Reste le cas de la créatine périmée. Avec le temps, elle se dégrade partiellement en créatinine inactive : elle perd en efficacité, sans que cela en fasse un produit toxique pour autant. Le bon réflexe est de respecter la date de péremption et de jeter une poudre trop ancienne, plutôt que de chercher un effet là où il n’y a qu’une perte de rendement. Avant d’élargir à d’autres situations, mieux vaut s’en tenir à ce que les agences sanitaires ont réellement tranché.

Questions fréquentes sur la créatine et les reins

Une créatinine élevée signifie-t-elle que mes reins sont abîmés ?

Pas si vous prenez de la créatine. La supplémentation augmente la production de créatinine, le déchet musculaire que les reins filtrent, sans pour autant altérer leur fonctionnement. Une créatinine un peu haute dans ce contexte est attendue, pas alarmante. En cas de doute, un médecin peut s’appuyer sur d’autres marqueurs que la créatinine seule.

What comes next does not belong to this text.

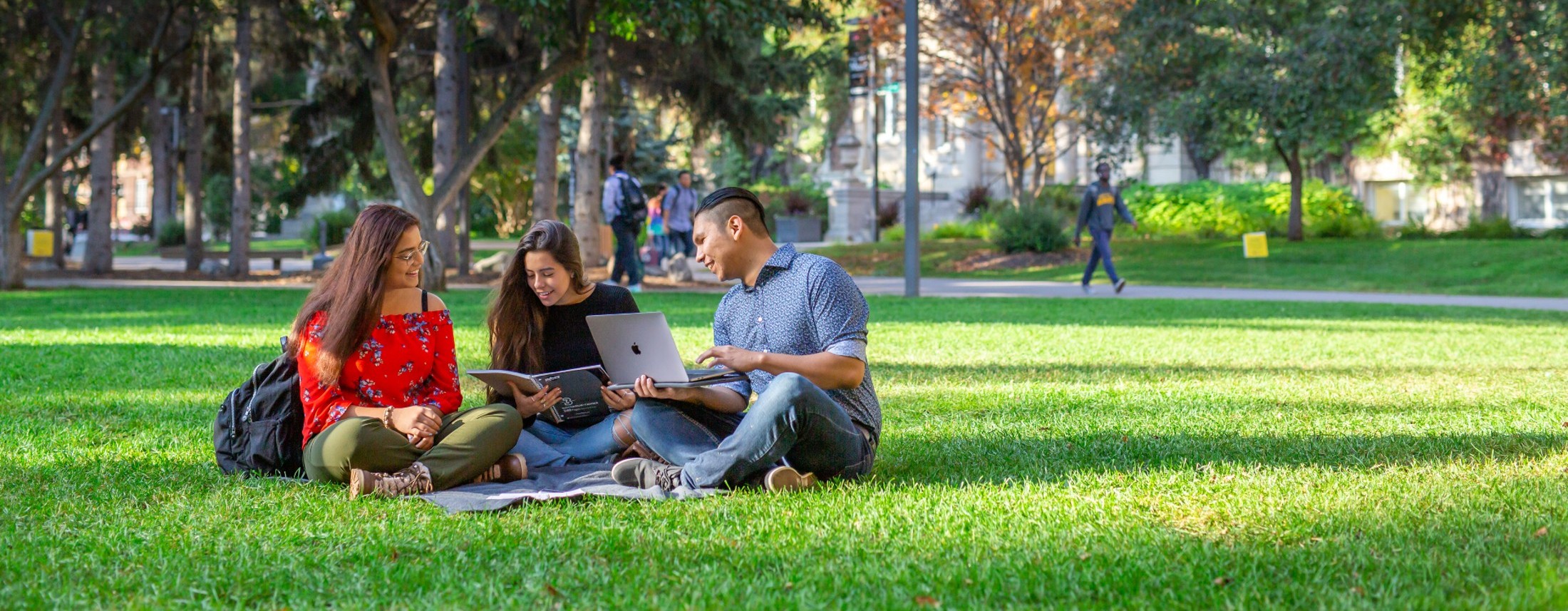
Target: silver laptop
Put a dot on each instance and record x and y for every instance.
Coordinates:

Peut-on prendre de la créatine tous les jours sans danger ?

Oui, pour un adulte en bonne santé. La prise quotidienne de 3 à 5 g est précisément le mode d’utilisation étudié sur le long terme, avec des suivis de plusieurs années sans atteinte rénale rapportée. Le risque apparaît seulement en cas de pathologie rénale préexistante, où un avis médical s’impose au préalable.

La créatine en poudre est-elle plus dangereuse que les gélules ?

Non, la forme ne change rien à la sécurité. Poudre et gélules contiennent la même molécule, la créatine monohydrate ; seule la praticité diffère. Privilégiez un produit conforme aux normes (label antidopage, traçabilité), quel que soit le format choisi.

Faut-il arrêter la créatine avant une prise de sang ?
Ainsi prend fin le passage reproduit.